O. R. : Oui, je dis toujours : “I was the Balmain baby, and now Balmain is my baby.” [“J’étais le bébé de Balmain, et maintenant Balmain est mon bébé.”] Ce que dit Yseult me touche énormément, car au début je voulais probablement être “cool”, être validé. Ma peur était d’être un feu de paille, on m’attendait
au tournant. Et puis un jour, j’ai cessé d’avoir peur, et j’ai décidé de me plaire plutôt que de plaire à une petite caste de la mode. J’ai commencé à suivre mon propre style. Il fallait être minimal, mais j’étais maximal. J’ai habillé Kim Kardashian… J’ai pris le risque de déplaire, de faire mes choix, quitte à me tromper. J’ai senti le poids du jugement : à mes débuts, j’étais le petit prince de la mode parisienne, je portais une marinière et j’essayais de me conformer à ce qu’on attendait de moi. Et puis un jour, j’ai eu envie d’affirmer que bien que je porte une marinière et que j’aime écouter Serge Gainsbourg, j’écoutais aussi la musique de Kanye West, celle de Beyoncé, et que j’aimais beaucoup la famille Kardashian. Le fait d’assumer ça m’a fait perdre de nombreux appuis, mais il m’en a fait gagner d’autres. Ceux qui ont essayé de plaire au petit noyau de la mode se sont bien trompés, car il n’y a pas de milieu moins fidèle que celui-là. Pour moi, la référence en la matière reste Karl Lagerfeld, qui s’est fait critiquer mais qui n’a pas changé de voie pour autant. Je préférerais quitter la mode demain et rester moi-même, plutôt que d’y rester s’il faut me compromettre.

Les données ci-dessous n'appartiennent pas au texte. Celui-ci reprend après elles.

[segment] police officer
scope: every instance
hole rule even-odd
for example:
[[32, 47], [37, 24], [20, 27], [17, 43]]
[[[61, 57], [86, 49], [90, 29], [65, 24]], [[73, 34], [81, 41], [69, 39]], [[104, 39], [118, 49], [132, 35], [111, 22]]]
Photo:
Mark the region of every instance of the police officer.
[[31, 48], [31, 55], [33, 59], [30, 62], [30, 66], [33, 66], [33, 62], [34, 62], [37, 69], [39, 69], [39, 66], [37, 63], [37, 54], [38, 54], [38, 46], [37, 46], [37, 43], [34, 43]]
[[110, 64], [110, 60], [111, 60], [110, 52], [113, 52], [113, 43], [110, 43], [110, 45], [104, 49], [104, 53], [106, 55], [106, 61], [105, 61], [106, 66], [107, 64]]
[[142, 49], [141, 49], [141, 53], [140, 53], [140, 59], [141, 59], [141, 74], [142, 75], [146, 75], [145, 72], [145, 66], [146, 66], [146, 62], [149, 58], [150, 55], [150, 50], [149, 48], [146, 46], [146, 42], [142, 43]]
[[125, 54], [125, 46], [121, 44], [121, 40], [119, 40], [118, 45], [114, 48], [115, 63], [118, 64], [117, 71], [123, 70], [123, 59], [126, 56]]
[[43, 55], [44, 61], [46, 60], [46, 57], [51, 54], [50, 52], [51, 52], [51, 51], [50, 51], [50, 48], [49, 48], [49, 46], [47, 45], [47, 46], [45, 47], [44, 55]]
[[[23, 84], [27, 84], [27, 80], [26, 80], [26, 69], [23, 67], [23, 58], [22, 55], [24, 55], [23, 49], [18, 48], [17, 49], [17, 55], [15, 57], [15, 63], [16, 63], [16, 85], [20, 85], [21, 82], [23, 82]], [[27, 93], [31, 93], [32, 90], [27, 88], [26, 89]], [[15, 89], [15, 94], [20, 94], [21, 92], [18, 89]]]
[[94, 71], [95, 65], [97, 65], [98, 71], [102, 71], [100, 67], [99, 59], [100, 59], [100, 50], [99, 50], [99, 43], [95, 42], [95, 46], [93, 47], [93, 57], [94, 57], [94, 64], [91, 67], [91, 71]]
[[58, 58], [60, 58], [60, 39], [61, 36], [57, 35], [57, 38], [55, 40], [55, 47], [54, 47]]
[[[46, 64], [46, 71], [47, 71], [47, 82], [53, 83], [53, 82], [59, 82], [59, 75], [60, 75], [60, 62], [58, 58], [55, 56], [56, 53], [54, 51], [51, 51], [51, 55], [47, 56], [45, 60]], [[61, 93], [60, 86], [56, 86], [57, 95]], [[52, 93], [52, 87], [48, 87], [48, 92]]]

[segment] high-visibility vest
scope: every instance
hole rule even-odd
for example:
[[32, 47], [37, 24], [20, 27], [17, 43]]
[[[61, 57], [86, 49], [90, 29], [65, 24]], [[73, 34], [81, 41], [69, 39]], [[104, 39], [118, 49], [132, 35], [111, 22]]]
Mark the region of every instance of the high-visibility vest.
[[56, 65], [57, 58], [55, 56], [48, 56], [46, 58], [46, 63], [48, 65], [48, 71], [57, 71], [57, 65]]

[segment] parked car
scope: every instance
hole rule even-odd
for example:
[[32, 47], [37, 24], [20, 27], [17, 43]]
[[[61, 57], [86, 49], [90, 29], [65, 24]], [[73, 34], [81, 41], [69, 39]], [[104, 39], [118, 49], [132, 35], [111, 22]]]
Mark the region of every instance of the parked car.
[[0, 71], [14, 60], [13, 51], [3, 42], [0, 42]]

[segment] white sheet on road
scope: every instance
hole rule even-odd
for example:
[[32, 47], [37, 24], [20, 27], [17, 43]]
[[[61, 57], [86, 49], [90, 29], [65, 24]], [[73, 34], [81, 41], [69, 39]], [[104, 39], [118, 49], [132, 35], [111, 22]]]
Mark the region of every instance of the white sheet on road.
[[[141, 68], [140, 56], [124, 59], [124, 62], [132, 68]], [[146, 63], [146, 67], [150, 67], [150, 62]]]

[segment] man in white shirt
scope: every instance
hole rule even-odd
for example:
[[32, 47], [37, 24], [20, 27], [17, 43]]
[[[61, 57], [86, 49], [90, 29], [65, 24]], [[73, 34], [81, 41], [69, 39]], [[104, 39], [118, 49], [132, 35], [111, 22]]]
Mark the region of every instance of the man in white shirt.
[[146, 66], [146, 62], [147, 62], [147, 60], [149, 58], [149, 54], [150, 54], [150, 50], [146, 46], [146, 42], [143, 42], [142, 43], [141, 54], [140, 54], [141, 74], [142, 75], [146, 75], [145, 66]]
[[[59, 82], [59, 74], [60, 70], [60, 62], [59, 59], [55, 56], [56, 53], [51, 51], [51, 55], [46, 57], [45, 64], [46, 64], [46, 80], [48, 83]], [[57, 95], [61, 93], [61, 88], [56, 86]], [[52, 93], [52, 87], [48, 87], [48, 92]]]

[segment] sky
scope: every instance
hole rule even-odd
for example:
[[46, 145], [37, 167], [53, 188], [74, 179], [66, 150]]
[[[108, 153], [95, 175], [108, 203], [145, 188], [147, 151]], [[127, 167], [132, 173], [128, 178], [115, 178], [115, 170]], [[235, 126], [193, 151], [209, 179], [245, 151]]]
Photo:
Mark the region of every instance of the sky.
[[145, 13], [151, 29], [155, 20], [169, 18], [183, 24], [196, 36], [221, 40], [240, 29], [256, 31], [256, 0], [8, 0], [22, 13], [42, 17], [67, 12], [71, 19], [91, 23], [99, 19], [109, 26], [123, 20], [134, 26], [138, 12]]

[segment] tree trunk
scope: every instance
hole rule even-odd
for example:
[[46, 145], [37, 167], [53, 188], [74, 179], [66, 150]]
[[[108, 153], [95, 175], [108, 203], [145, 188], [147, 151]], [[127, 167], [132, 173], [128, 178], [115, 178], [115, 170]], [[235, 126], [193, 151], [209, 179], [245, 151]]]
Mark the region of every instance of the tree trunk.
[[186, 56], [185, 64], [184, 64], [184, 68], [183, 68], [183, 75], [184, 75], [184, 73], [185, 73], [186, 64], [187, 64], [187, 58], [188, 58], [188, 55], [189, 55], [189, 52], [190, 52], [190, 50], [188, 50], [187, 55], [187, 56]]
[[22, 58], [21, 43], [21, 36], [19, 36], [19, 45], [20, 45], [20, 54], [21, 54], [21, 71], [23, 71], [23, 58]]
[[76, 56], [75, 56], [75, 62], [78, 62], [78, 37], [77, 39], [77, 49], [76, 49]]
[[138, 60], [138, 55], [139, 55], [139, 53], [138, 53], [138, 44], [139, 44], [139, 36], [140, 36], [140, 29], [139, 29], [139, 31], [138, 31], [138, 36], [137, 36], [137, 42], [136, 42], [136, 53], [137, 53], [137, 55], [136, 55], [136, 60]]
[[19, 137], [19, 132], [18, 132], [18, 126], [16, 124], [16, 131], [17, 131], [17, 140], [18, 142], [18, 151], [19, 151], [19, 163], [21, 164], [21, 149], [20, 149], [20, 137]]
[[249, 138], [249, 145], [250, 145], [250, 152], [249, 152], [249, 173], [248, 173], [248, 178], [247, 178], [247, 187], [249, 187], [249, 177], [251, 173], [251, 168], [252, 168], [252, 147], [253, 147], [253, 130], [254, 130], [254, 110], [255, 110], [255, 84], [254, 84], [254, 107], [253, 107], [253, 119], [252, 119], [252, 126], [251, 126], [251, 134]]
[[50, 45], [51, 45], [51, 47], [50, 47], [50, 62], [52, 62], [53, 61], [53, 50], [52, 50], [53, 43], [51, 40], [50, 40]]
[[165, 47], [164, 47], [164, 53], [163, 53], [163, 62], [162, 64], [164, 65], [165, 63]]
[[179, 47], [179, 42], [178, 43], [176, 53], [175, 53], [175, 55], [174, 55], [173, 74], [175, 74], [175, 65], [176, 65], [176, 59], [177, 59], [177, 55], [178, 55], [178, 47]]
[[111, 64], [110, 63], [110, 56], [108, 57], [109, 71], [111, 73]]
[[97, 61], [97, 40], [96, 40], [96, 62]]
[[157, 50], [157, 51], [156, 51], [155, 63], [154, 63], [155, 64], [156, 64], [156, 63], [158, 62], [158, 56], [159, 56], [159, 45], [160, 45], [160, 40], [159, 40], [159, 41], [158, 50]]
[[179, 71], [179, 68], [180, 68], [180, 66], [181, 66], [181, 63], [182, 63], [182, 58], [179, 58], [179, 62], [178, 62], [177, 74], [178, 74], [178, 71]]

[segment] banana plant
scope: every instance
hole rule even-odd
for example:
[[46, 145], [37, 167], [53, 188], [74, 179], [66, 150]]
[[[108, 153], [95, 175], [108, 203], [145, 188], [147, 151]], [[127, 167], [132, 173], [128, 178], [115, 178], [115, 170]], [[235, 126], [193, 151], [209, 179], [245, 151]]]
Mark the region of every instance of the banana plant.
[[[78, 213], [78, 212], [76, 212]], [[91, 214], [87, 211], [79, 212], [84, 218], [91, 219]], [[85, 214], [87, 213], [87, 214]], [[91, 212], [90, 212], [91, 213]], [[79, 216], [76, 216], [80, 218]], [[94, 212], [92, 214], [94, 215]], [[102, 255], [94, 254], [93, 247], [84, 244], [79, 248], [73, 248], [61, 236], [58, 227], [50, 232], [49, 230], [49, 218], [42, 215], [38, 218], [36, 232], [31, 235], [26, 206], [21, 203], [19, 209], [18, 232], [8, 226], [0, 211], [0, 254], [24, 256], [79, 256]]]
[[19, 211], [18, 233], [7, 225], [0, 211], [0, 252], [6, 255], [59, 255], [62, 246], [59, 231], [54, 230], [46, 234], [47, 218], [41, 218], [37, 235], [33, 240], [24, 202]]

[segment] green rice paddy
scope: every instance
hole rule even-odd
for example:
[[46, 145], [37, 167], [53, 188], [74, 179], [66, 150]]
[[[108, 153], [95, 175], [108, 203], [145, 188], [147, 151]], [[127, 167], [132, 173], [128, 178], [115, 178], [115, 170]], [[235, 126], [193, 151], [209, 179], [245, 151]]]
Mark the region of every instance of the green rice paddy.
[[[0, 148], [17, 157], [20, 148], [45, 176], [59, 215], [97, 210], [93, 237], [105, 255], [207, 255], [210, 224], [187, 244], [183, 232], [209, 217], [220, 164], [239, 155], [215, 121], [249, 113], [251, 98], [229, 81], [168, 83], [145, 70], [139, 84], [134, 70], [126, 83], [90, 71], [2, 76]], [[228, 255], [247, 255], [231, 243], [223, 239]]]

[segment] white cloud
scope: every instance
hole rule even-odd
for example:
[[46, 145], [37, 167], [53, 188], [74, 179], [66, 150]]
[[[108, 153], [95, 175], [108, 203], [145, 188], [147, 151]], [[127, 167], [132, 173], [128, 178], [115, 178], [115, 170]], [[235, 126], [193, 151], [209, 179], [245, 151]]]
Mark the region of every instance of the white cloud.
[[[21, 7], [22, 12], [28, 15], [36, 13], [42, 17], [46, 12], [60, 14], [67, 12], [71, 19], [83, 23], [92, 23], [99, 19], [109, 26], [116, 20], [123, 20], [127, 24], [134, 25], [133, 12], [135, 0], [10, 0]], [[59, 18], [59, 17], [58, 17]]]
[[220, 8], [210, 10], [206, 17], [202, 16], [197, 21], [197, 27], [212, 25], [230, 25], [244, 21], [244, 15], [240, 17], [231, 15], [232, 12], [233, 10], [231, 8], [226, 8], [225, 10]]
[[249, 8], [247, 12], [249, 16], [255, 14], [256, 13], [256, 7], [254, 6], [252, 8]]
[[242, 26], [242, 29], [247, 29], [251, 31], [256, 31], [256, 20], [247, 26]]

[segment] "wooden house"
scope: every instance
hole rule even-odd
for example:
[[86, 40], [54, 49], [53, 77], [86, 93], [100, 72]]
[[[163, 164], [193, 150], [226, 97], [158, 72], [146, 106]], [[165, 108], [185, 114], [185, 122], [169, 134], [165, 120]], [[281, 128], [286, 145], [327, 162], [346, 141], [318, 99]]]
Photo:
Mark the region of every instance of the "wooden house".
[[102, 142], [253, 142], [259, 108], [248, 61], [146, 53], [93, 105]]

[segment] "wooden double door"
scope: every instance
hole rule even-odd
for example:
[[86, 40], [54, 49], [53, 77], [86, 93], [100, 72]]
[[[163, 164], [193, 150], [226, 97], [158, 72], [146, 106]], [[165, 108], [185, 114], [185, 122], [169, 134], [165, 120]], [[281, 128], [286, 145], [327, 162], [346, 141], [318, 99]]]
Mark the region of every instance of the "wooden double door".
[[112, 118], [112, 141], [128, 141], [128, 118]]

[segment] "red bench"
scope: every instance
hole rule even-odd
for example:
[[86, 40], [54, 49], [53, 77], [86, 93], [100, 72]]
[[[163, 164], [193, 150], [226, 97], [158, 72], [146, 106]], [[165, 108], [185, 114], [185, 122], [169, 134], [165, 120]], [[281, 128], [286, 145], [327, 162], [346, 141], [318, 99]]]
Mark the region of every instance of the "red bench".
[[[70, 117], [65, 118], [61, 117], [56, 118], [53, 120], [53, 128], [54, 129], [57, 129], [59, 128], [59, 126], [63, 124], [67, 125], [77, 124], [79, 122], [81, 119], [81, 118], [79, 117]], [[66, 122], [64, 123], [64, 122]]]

Y. : On se fait davantage critiquer quand on choisit une voie personnelle. Il ne faut pas s’autocensurer mais au contraire aller plus loin, quitte à proposer quelque chose de très clivant. Dans le prochain clip que je vais sortir, je sais que je franchis une limite. Ça ne plaira pas à tout le monde, mais peu importe. À quoi bon créer si on ne procure pas de frisson. J’aime que les choses soient très viscérales. On attendra sûrement que je sois morte pour me décerner des récompenses [rires].